Dotcomma is a language I recently invented, designed to do things in an interesting way with as few instructions as possible. In order to accomplish this, there are two operators (predictably . and ,) which can do entirely different things depending on context. This answer's explanation will be very introductory. To see some more complicated code, check out the examples in the page linked in the title.

This program is actually a pretty neat showcase of some of the more interesting features of dotcomma. You'll notice it's divides into two main parts, [,] and [.,], separated by a .. These are called blocks. Every block and operator has a return value.

The way dotcomma manages to do so many different things with each operator is by changing what they do based on what precedes and follows them. Take the , in the first block. Because it is at the start of a block, its return value will be a value taken from input.
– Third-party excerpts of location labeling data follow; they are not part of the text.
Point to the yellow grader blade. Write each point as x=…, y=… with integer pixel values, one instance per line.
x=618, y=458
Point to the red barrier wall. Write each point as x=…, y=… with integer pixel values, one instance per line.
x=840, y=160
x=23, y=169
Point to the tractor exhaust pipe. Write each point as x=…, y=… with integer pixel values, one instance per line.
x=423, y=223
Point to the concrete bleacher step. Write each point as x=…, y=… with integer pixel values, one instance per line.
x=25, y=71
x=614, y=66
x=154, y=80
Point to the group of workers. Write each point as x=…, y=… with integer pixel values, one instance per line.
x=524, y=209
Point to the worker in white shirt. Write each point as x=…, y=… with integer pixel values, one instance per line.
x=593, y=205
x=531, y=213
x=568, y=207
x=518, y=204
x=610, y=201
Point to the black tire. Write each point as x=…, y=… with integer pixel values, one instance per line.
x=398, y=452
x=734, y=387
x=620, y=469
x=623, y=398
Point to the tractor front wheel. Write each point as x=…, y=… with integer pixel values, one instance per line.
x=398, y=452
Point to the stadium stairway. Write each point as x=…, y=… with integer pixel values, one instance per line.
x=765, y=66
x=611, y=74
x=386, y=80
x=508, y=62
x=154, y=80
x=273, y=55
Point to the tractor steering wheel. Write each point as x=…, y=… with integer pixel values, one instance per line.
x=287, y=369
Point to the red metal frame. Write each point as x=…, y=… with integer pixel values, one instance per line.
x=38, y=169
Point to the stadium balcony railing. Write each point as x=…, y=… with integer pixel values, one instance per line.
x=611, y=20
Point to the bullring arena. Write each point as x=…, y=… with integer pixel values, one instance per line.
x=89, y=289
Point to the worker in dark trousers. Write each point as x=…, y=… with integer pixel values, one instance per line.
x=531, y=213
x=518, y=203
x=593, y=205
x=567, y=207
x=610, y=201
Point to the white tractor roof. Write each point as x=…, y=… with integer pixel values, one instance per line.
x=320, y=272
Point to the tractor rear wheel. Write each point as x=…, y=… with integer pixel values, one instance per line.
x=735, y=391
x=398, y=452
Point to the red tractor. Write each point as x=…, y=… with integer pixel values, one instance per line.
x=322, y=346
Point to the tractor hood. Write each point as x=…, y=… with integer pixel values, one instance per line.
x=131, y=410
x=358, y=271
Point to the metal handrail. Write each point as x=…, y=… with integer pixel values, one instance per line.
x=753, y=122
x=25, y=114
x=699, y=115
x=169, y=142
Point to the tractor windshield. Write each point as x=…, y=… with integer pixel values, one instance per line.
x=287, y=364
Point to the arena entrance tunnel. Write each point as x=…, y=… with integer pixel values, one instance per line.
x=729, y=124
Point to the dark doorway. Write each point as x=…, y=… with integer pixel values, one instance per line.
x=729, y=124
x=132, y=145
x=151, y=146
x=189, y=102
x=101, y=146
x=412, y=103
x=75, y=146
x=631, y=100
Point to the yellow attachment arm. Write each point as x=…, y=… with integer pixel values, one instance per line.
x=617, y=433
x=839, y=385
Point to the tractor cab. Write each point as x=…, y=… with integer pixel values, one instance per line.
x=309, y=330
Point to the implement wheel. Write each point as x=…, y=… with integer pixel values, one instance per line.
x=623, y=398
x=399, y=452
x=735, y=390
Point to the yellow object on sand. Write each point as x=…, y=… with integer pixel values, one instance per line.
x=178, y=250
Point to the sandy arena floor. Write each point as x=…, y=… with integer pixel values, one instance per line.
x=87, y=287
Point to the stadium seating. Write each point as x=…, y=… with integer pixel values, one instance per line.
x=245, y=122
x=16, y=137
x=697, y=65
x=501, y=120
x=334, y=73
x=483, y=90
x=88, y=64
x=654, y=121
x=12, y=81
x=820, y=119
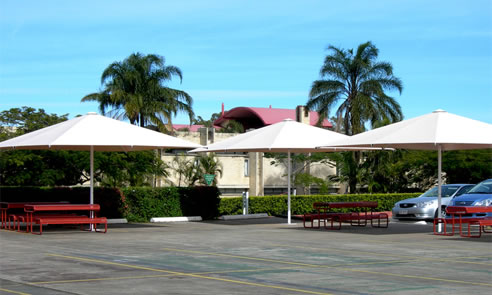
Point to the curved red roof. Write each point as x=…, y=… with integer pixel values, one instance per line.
x=260, y=117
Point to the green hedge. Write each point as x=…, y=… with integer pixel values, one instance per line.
x=139, y=204
x=145, y=203
x=277, y=205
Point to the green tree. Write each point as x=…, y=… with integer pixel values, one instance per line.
x=18, y=121
x=135, y=89
x=357, y=84
x=209, y=164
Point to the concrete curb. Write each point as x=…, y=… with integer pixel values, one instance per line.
x=176, y=219
x=248, y=216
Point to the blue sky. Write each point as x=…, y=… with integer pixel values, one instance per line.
x=246, y=53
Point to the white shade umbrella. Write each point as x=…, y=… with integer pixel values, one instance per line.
x=439, y=130
x=283, y=137
x=93, y=132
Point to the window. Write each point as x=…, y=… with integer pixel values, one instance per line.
x=246, y=167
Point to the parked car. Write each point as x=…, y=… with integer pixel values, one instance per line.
x=424, y=207
x=479, y=195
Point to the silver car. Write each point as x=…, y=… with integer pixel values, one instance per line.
x=424, y=206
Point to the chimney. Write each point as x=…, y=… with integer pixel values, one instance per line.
x=302, y=115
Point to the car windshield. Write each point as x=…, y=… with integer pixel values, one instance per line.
x=446, y=191
x=484, y=187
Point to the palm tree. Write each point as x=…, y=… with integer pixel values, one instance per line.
x=357, y=83
x=134, y=89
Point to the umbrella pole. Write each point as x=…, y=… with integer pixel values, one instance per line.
x=92, y=185
x=288, y=187
x=439, y=184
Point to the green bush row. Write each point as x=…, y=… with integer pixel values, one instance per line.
x=144, y=203
x=277, y=205
x=139, y=204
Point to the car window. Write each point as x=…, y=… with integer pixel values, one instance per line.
x=464, y=190
x=446, y=191
x=484, y=187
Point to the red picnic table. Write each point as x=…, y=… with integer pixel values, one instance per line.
x=7, y=218
x=457, y=215
x=63, y=214
x=364, y=212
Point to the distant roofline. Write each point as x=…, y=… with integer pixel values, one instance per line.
x=258, y=117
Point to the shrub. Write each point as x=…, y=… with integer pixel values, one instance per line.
x=145, y=203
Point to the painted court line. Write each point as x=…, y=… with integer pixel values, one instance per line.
x=411, y=258
x=187, y=274
x=331, y=267
x=159, y=276
x=13, y=292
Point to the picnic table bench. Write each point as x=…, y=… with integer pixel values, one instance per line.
x=62, y=214
x=456, y=215
x=323, y=213
x=12, y=212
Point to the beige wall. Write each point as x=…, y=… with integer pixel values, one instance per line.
x=267, y=175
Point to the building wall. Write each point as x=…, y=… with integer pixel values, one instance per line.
x=263, y=177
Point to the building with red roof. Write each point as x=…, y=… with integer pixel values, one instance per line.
x=251, y=117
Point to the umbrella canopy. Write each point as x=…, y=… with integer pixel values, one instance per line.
x=93, y=132
x=438, y=131
x=283, y=137
x=427, y=132
x=96, y=131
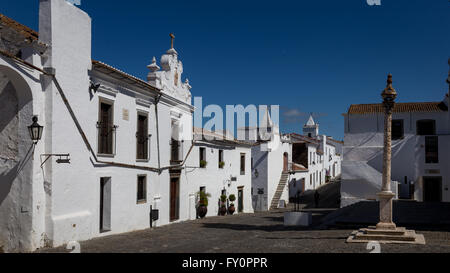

Because it is at the end of a block, it will also output this value and use it as the block's return value. Surprisingly compact for a language with four valid characters!

As for the first ., because it is preceded by a block, it will take the block's return value and use it as its own. It is followed by another block, so it will do one two things: if its return value is 0, the block will be skipped. Thus, only 0 will be outputted and the program will terminate.

However, if its return value is 1, the block will be looped. Within the block are two operators: .,. The . will have a return value of 1, as it follows the beginning of a block. The , will behave similarly to the first one, but instead of taking the number to be outputted from input, it will take it from the . (which will always be 1). The loop will run forever because the , will always set the looped block's return value to 1.

Hopefully this explanation isn't too confusing!

• Why didn't I upvote this until now????? Every single Dotcomma answer needs an upvote.
– null
Apr 15 at 13:36

# tinylisp, 31 bytes

(d A(q((N)(i N(A(c 1(disp 1)))0


Defines a function A that takes the required input, as tinylisp has no concept of program input.

Try it online!

• You could if you so wanted replace all of the digits with N ;-)
– Neil
Apr 22 at 14:38

## PostScript, 36 bytes

.runstdin 0 eq{0 =}{{1 =}loop}ifelse


Probably needs to be run through ghostscript to get the .runstdin` operator.